The schema framework gives you a genuinely useful way to have that conversation. "We've noticed that Jayden is really interested in carrying things at the moment, which is actually a recognised pattern of learning called a transporting schema. It means he's exploring ideas about movement and space. We're supporting that by giving him containers and natural materials to carry." That's a confident, informed response that helps the parent understand and feel reassured.
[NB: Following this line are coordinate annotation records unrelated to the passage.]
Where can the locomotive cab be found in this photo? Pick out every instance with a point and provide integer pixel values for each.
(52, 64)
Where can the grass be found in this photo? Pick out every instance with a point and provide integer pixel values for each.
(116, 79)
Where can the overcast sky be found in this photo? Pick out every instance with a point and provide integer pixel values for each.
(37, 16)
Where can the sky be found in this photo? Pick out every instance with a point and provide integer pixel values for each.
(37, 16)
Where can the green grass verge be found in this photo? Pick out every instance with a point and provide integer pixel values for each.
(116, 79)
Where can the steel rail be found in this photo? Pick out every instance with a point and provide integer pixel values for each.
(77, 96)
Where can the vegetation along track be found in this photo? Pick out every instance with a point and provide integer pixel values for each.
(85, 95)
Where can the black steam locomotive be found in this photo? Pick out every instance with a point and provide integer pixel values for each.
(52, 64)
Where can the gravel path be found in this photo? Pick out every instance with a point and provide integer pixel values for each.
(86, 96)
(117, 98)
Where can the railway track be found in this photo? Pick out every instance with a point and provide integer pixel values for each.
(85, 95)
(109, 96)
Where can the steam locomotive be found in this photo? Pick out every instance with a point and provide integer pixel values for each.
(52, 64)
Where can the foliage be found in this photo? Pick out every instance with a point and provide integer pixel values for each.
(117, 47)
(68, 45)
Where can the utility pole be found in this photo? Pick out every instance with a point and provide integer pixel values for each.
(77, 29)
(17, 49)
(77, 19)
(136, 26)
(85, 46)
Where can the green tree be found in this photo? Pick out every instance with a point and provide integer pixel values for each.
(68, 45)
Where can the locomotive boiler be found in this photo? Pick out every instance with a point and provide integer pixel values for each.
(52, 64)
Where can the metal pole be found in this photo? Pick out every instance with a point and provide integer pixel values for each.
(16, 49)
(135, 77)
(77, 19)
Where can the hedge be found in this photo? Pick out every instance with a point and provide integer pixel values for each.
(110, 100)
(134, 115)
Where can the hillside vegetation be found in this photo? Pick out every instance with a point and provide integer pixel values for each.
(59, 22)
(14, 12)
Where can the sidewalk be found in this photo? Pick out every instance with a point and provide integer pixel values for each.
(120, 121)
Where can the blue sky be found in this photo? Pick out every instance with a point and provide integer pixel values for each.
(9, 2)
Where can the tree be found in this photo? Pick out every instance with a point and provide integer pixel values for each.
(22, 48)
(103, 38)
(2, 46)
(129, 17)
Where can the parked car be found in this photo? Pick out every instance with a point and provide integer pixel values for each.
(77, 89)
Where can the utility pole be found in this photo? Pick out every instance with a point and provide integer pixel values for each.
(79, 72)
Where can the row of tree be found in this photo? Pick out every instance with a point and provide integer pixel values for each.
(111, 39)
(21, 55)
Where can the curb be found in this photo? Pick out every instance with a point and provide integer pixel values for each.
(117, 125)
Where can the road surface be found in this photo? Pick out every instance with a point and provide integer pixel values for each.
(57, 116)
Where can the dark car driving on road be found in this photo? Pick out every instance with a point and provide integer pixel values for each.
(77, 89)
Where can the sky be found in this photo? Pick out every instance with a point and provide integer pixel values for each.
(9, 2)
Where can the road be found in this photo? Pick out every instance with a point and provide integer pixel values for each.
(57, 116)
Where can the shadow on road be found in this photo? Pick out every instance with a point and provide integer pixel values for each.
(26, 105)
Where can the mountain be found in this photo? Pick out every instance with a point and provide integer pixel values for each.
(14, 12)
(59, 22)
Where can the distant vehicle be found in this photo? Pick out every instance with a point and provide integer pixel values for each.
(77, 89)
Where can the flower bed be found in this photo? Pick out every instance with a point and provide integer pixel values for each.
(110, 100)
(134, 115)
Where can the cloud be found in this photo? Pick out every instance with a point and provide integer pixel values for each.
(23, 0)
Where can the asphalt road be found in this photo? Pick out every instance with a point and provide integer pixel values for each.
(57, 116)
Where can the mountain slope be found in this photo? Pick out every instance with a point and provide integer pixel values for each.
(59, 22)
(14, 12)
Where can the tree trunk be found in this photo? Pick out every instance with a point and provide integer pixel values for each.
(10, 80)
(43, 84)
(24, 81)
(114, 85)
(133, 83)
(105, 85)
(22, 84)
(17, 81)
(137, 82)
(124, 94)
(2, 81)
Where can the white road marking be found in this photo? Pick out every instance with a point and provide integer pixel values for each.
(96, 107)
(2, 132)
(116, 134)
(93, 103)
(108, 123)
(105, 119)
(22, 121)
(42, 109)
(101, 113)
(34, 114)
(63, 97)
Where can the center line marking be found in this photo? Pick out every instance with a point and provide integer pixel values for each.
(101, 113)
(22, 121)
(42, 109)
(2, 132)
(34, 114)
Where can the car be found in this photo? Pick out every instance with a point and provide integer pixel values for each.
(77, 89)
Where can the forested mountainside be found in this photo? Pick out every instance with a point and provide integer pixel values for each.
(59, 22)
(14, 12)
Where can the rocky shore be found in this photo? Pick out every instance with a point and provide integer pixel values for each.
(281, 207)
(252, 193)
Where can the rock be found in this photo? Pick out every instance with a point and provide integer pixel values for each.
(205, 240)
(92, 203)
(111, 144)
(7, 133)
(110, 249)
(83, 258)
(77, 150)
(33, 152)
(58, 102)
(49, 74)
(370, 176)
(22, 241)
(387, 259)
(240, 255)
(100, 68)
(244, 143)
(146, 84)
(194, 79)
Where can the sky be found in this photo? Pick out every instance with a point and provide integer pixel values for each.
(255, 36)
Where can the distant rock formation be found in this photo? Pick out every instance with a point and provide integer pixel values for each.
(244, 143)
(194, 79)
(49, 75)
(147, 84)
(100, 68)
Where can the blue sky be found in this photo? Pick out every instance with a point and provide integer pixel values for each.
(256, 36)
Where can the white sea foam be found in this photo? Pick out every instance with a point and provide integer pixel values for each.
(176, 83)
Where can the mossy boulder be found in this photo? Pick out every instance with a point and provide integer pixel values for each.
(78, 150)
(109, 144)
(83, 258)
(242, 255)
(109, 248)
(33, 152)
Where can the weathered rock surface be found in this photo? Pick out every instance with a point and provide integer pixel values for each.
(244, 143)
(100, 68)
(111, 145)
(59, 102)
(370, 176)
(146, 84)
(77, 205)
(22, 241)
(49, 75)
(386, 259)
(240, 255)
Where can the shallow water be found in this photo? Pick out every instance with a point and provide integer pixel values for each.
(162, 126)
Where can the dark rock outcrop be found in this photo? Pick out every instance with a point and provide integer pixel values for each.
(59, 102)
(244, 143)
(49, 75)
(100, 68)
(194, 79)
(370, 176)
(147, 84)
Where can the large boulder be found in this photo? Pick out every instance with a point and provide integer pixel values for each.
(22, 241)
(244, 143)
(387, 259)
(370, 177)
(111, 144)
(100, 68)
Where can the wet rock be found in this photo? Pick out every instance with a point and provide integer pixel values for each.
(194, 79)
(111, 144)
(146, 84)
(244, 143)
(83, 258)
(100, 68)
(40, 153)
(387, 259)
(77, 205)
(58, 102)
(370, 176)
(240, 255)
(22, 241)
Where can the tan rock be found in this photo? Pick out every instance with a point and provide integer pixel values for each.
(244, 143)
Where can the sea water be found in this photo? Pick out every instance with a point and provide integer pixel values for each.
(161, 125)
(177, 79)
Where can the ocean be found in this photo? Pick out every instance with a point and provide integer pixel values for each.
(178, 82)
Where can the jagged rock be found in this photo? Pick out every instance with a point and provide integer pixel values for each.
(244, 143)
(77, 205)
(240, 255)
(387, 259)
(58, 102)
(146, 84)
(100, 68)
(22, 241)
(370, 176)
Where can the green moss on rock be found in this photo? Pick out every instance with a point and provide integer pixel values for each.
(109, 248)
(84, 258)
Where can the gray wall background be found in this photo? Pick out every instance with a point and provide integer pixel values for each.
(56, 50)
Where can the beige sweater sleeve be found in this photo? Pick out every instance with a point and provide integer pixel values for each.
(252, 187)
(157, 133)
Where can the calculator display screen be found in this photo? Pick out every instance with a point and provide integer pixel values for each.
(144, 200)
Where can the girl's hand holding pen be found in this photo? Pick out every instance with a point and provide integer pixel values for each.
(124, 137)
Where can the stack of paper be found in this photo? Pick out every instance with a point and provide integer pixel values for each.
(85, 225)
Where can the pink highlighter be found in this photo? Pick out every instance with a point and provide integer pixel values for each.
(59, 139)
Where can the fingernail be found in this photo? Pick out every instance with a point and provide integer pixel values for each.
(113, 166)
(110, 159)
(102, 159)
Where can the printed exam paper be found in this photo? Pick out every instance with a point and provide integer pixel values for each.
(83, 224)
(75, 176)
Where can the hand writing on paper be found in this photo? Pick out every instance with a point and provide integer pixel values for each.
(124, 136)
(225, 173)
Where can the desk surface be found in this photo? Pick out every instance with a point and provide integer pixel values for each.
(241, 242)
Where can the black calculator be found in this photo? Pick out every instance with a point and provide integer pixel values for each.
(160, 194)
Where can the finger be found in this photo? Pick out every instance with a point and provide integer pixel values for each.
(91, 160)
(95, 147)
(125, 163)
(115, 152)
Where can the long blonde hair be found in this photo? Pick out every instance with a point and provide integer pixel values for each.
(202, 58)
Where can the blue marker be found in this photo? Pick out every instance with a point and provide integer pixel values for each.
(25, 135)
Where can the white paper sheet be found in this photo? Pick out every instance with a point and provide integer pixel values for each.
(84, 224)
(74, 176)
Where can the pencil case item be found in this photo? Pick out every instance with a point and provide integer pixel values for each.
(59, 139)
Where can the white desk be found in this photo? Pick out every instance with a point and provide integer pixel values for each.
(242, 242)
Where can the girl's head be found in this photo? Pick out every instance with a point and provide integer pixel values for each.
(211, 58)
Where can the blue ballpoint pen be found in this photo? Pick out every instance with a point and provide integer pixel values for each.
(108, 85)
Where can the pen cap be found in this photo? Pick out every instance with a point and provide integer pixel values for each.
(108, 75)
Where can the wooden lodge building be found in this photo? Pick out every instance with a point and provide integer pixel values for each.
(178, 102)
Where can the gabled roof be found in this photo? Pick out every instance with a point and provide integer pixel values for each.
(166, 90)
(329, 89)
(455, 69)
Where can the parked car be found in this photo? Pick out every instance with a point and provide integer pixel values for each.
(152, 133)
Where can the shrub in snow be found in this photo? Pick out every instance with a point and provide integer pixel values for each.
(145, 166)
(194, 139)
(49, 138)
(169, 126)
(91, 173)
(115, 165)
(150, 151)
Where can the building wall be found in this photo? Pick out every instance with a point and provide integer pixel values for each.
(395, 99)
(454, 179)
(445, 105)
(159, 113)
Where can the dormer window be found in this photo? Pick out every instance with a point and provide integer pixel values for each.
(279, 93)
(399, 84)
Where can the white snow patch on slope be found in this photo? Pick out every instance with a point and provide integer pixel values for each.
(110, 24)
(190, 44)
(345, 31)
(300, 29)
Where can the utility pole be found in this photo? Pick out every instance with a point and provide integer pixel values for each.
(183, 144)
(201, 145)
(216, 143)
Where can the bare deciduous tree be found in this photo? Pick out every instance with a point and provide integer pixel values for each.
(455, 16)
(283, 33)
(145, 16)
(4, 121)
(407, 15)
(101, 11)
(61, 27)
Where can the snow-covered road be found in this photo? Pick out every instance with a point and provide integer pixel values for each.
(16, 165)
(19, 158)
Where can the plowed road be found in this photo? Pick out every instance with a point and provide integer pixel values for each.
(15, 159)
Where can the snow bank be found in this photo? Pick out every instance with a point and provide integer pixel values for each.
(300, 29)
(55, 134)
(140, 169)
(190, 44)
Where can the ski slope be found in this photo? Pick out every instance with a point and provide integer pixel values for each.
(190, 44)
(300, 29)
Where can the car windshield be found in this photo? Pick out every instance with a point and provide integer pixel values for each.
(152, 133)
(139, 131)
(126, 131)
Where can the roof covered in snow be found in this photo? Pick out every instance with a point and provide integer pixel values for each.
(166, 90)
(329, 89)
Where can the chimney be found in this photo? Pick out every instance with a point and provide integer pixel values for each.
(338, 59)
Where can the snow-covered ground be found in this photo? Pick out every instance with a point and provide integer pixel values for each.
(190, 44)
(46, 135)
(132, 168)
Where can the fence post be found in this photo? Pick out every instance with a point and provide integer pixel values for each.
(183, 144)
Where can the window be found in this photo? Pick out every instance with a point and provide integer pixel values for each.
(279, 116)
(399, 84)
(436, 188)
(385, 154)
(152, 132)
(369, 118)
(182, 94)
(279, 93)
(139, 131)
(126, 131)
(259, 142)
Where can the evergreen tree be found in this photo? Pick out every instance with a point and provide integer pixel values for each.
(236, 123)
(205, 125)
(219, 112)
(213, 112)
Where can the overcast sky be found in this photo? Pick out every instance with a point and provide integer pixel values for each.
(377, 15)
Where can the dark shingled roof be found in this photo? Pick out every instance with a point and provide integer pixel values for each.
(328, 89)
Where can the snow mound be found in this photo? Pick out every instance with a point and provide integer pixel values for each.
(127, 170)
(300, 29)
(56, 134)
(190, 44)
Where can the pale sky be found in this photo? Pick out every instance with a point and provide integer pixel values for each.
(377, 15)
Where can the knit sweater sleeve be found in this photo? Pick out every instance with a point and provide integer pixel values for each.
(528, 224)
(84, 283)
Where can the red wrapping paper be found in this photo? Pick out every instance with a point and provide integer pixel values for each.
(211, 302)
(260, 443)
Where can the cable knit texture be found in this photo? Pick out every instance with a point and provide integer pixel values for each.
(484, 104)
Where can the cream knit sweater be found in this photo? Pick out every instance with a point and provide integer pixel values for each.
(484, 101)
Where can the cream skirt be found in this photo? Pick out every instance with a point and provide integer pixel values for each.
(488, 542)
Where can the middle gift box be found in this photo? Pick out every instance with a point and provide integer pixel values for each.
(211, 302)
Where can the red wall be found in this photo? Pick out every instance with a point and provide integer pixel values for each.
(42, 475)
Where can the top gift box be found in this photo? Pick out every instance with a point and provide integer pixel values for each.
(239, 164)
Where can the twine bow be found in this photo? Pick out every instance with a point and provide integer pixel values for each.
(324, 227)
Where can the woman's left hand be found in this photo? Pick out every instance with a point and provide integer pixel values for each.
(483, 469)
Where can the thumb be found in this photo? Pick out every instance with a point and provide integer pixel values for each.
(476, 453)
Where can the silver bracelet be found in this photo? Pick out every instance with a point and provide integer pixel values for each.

Be honest with parents that schemas can look messy or repetitive. That's not a bug in the system. That's how it works. Children need the repetition. They're not going to do it three times and move on. They're going to do it for weeks. Parents who understand this tend to be much more patient, both at home and in the setting.
It's also worth mentioning to parents that they can support schemas at home without doing anything elaborate. A child in enveloping schema doesn't need an expensive play kit. They need access to fabric scraps, a few boxes, and permission to do what they're already doing. Simple as that.
If you're new to schemas, the best starting point is just to pick one child and watch them for a week without intervening. Write down everything you notice. By the end of the week you'll either see a clear pattern or you won't, but either way you'll have spent more focused time observing that child than you probably would have otherwise, and that observation itself is valuable. From there, adjusting your provision to respond is usually more straightforward than it sounds, because you're working with what the child is already telling you they need.